I. blastp against new Resfams was used to get initial classification of dataset sequences by profile family.
blastp -db MB_Resfams.hmm -query AMRProt.fasta -outfmt '6 qseqid sseqid pident evalue bitscore qcovs' -out MBHmms_blast.txt
II. Custom Script: blast_aro_parse.py parses blast output, restricting hits by predetermined evalue, percent identity, and query coverage (we used 1e-10, 80%, 80% for each respectively) and outputs a metadata file to be used for precision-recall analysis.
python3 blast_aro_parse_v01.py -f1 MBHmms_blast.txt -o MBHmms_blast_parsed.txt
III. hmmscan dataset against New Resfams.
hmmscan --cut_ga --tblout MBHmms_hmmscan.txt MB_Resfams.hmm AMRProt.fasta
III. Custom Script: hmmscan_parse.py parses hmmscan table output, retrieving relevant information for precision-recall analysis
python3 hmmscan_parse.py -i MBHmms_hmmscan.txt -o MBHmms_hmmscan_parsed.txt
IV. Custom Script: precision_recall_v02.py performs precision recall by comparing hmmscan output to known classification of input sequences.
-
outputs 3 files: pr_analysis.txt, which shows the results of precision-recall analysis, pr_fplist.txt, which shows the sequences which were falsely hit against profiles, and pr_nhlist.txt, which shows the known sequences from the dataset for a family that did not get a hit.

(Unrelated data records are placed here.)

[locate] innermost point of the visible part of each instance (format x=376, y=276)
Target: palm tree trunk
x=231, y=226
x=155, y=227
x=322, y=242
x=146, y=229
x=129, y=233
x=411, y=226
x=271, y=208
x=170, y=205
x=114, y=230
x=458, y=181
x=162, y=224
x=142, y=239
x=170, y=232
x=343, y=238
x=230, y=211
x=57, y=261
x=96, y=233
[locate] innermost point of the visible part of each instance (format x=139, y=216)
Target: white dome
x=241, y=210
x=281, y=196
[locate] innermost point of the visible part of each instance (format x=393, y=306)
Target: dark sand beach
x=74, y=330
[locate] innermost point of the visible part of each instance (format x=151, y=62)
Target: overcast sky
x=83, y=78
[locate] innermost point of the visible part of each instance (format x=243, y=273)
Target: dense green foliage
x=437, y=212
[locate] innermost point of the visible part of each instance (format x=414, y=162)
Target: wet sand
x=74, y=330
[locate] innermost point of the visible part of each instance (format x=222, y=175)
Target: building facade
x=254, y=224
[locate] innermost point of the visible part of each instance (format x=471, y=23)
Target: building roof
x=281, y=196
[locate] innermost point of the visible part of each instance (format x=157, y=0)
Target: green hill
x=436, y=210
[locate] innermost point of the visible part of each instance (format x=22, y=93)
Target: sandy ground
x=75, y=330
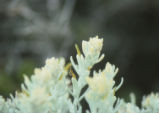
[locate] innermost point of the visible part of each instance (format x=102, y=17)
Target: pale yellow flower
x=92, y=47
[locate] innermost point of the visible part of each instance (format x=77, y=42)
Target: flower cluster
x=49, y=90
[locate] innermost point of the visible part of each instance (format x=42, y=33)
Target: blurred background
x=33, y=30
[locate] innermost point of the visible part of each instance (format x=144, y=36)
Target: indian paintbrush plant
x=49, y=90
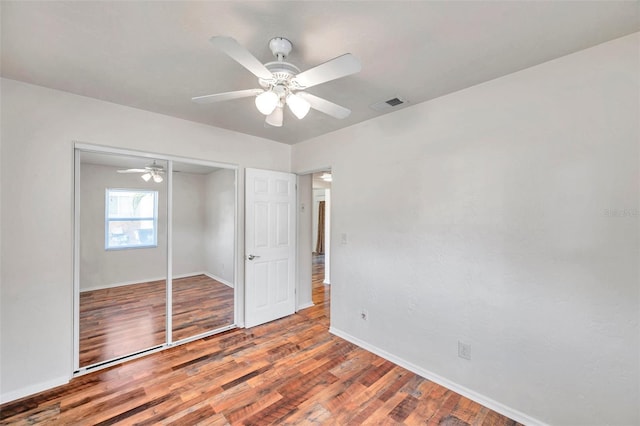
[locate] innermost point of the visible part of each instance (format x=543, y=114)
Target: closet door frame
x=78, y=148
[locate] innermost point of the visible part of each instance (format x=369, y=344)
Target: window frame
x=108, y=220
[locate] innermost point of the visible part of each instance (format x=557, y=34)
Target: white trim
x=76, y=260
x=33, y=389
x=305, y=306
x=146, y=280
x=169, y=284
x=154, y=156
x=215, y=277
x=467, y=393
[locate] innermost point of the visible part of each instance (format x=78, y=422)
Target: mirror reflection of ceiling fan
x=152, y=171
x=282, y=83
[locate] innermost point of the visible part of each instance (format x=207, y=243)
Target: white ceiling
x=156, y=55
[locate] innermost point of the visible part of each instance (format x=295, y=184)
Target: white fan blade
x=132, y=171
x=341, y=66
x=226, y=96
x=323, y=105
x=276, y=118
x=237, y=52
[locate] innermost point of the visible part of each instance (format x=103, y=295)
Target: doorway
x=154, y=253
x=321, y=222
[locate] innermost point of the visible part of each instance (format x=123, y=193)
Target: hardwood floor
x=290, y=371
x=122, y=320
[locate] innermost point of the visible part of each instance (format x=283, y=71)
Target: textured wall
x=506, y=216
x=39, y=127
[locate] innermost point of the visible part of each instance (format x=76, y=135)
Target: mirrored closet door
x=123, y=255
x=155, y=253
x=203, y=244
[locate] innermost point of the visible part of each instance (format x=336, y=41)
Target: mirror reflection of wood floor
x=289, y=371
x=122, y=320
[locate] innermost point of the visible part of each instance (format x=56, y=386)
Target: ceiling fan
x=282, y=83
x=152, y=171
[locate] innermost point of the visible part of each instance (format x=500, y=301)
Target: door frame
x=77, y=148
x=305, y=268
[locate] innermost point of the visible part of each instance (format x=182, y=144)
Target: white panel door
x=270, y=246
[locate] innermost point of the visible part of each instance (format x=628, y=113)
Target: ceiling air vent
x=388, y=104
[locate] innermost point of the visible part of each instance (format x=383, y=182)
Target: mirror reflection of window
x=131, y=219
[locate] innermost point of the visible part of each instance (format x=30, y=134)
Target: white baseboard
x=305, y=306
x=467, y=393
x=223, y=281
x=32, y=389
x=146, y=280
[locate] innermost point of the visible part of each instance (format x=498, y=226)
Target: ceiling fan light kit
x=152, y=171
x=282, y=82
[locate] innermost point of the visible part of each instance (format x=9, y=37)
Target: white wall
x=497, y=221
x=39, y=126
x=189, y=225
x=219, y=221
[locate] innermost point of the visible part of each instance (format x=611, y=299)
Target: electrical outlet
x=464, y=350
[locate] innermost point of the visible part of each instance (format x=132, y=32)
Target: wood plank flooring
x=122, y=320
x=287, y=372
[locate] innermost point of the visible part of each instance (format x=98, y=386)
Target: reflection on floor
x=122, y=320
x=289, y=371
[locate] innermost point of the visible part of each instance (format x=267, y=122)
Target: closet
x=154, y=252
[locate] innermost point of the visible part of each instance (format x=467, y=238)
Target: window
x=131, y=219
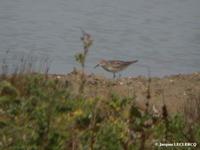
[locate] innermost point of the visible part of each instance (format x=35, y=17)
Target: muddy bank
x=175, y=90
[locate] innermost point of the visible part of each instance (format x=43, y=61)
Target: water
x=161, y=34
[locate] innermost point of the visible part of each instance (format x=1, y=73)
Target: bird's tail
x=133, y=61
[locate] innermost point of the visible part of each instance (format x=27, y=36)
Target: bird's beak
x=96, y=66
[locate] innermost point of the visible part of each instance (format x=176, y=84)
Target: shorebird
x=114, y=66
x=87, y=40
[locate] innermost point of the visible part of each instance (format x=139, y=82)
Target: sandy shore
x=175, y=90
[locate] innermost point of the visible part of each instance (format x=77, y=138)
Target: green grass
x=39, y=113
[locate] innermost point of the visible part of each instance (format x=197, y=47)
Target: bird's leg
x=120, y=75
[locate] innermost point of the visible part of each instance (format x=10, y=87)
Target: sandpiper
x=86, y=39
x=114, y=66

python3 precision_recall_v02.py -f1 MBHmms_hmmscan_parsed.txt -f2 database_families.txt -m MBHmms_blast_parsed.txt -o path/to/output/directory/
V. Manual curation of MBHmms_fplist.txt and MBHmms_nhlist.txt to confirm that the results are accurate.
- for MBHmms_fplist.txt, sequences that are not actually false positives (known to not belong to indicated family are removed).
- for MBHmms_nhlist.txt sequences that do belong to indicated family are removed.
Curated files are inputed into custom script that outputs a new metadata file to be used for another run of precision-recall analysis.
python3 add_tp_seqs.py -f1 MBHmms_blast_parsed.txt -f2 MBHmms_fplist.txt -f3 MBHmms_nhlist.txt -o MBHmms_metadata.txt
VI. precision-recall_v02.py is run again using the new metadata file.
VII. Custom Script: resfams_metadata_conversion.py is used to map the metadata file for Old Resfams. a mapping file between the databases is needed for this.
python3 resfams_metadata_conversion.py -f1 MBHmms_metadata.txt -m MBhmms-Resfams_conversion.txt -o OldRes_metadata.txt
VIII. hmmscan, hmmscan parsing, and precision-recall are now run in the same manner for Old Resfams using the new metadata file. Output OldRes_fplist.txt and OldRes_nhlist.txt are checked for validity.
IX. Precision and Recall results are compiled and, using Seaborn, graphs were constructed for analysis.